What is the point of the game?


----------



## BenRK (Feb 4, 2015)

RevPokemon said:


> What is the point of the game?


The point is to SAVE THE WORLD!



Sicklyboy said:


> 1366x768. 2big4me
> 
> http://i.imgur.com/U0tXCAN.png


 

I've updated it to scale for lower resolutions. Should work for you now.

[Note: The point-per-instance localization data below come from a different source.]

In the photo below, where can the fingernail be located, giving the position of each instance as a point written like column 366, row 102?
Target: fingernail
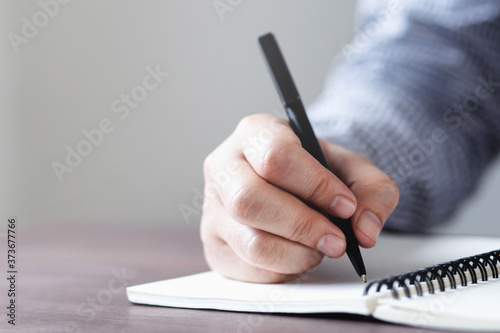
column 331, row 245
column 342, row 207
column 370, row 224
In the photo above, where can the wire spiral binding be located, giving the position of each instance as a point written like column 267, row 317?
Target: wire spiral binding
column 451, row 271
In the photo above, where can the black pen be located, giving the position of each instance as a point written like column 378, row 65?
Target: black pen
column 302, row 127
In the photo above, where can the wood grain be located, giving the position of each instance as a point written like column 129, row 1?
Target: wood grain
column 72, row 277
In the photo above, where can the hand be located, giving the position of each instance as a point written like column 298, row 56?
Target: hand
column 255, row 228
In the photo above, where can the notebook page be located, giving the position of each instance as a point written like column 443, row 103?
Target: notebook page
column 332, row 287
column 210, row 290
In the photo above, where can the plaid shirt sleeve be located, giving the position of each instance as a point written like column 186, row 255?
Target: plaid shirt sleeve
column 418, row 91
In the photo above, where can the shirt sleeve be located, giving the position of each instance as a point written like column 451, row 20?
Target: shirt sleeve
column 418, row 91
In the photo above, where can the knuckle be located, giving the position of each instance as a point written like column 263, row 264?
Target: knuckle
column 274, row 161
column 387, row 190
column 263, row 252
column 246, row 204
column 300, row 229
column 320, row 188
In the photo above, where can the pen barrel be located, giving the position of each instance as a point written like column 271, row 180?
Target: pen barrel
column 352, row 249
column 302, row 127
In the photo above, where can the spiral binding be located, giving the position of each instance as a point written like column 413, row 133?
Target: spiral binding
column 451, row 270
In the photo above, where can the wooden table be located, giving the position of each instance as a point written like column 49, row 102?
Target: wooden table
column 71, row 278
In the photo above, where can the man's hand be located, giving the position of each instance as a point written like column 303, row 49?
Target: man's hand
column 255, row 225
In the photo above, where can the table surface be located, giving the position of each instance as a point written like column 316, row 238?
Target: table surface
column 71, row 278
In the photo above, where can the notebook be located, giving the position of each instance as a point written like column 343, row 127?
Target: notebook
column 399, row 291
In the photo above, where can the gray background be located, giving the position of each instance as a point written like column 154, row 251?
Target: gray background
column 65, row 78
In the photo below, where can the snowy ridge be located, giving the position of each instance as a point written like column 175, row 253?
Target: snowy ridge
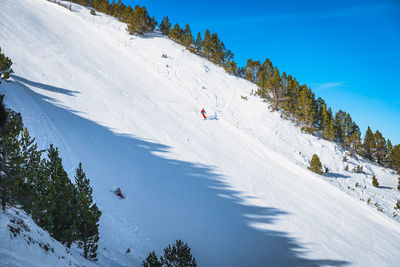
column 235, row 187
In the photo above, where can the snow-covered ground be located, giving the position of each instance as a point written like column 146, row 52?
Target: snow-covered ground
column 235, row 187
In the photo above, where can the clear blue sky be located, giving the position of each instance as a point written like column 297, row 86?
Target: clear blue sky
column 347, row 51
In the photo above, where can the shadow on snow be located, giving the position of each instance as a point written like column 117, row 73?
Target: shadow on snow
column 167, row 199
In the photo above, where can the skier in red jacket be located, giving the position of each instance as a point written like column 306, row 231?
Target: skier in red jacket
column 118, row 193
column 203, row 112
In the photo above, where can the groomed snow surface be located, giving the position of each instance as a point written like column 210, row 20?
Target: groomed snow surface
column 235, row 187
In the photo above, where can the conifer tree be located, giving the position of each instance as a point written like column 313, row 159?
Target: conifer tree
column 198, row 42
column 275, row 88
column 165, row 26
column 10, row 159
column 62, row 206
column 87, row 218
column 5, row 66
column 3, row 113
column 315, row 164
column 252, row 70
column 368, row 144
column 396, row 158
column 178, row 255
column 389, row 154
column 188, row 37
column 176, row 33
column 375, row 181
column 379, row 152
column 127, row 13
column 152, row 261
column 140, row 22
column 206, row 44
column 305, row 108
column 119, row 9
column 32, row 166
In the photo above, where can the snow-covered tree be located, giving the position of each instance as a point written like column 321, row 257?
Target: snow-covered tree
column 87, row 218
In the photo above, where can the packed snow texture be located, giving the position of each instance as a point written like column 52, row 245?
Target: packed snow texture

I've also made a few modifications. Balanced out the game a little. Yes, seriously.


----------



## RevPokemon (Feb 4, 2015)

Well it's interesting


----------



## Joe88 (Feb 4, 2015)

its lagging pretty bad even on higher end computers


----------



## RevPokemon (Feb 4, 2015)

Joe88 said:


> its lagging pretty bad even on higher end computers


Maybe it is the new gamers benchmark for ultra PCs of the future   



Or just bugs he hasn't removed yet


----------



## BenRK (Feb 4, 2015)

Joe88 said:


> its lagging pretty bad even on higher end computers


 

Not all that much I can do about that sadly, at least not that I know of. That said, smooth frame rates are not important in this game, although if it's taking longer then a few seconds for the text to fade in, then there is something wrong on your end...


----------



## playallday (Feb 5, 2015)

.


----------



## Costello (Feb 5, 2015)

playallday said:


> That's the style I like though.


 
what if it were an advert? we have to fight those every day so I'd rather regular members didn't make our job more difficult than it already is


----------



## Digital.One.Entity (Feb 6, 2015)

Well u gotta earn your Title on here some way.......Earn yo Stripes


----------



## Vulpes Abnocto (Feb 6, 2015)

*lets the world burn while playing his fiddle*


----------



## BenRK (Feb 6, 2015)

Costello said:


> what if it were an advert? we have to fight those every day so I'd rather regular members didn't make our job more difficult than it already is


 

Well sorry I had some enthusiasm and was "in character" for a silly little thing I made.


----------